The board I'm an admin on has been relatively spam free for a while, knock on wood. Not sure exactly why, but it is possible that we are SO low in the international web ratings thing that we are not worth the effort. I'm sure GRM is fairly high. But we used to get hit a lot. Steps we (me mostly) took were:
Not allow automatic sign ups, which means a human has to look at the email address/name and approve it. Yeah, sucks, but we were being flooded.

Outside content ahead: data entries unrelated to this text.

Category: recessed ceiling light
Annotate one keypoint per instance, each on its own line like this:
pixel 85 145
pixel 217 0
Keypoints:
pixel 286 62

When a new person signs up, if I am at all suspicious, I run the email address and the IP through one of the web databases of known forum spammers. If they show up, I delete the account. No reject, no mark as spam, nothing, just drop them. I am suspicious of all free email accounts: gmail, hotmail, yahoo, etc., get lots of attention. I banned all .ru addresses as we were being swamped with spammers from those domains. If we lost legitimate potential members, I'm sorry, but the spam load was too great. I banned a few other eastern European countries too, if we were getting a lot of spam from those addresses. Obvious home email systems like roadrunner or bumfuqIowaDSLService, etc., I let through without too much suspicion. Oh, the online databases have automated interfaces, so you might consider that, but given that this is custom software, you'd have to get some custom programming added.
We have a challenge question. They have to answer it correctly or they can't register. The Captcha thing was next to useless. The challenge question is not hard if you're into mil-surp rifles, but if you're a Russian spam king, it would take 30 seconds of google-fu to figure out, obviously too much trouble. When the spammers get through the challenge question, I change it up slightly. I suspect they use a bot to look for the question and then push the answer. Change up the question slightly and the bot can't figure it out. Like: "How many rounds does a M1 Garand clip hold?" Change that to "A M1 Garand clip holds how many rounds?" and the bots won't run. If they still push through the slight change, then I change it up to something totally different. Incidentally, that was a weak challenge question, as they just pushed 1,2,3,4,5,6,7,8 BINGO to answer it. "What caliber is a classic 1911?" was much better.
The last spam we had was from an account that registered six months ago. I suspect there are a few trojan accounts in there yet, but I'll whack them as they show up.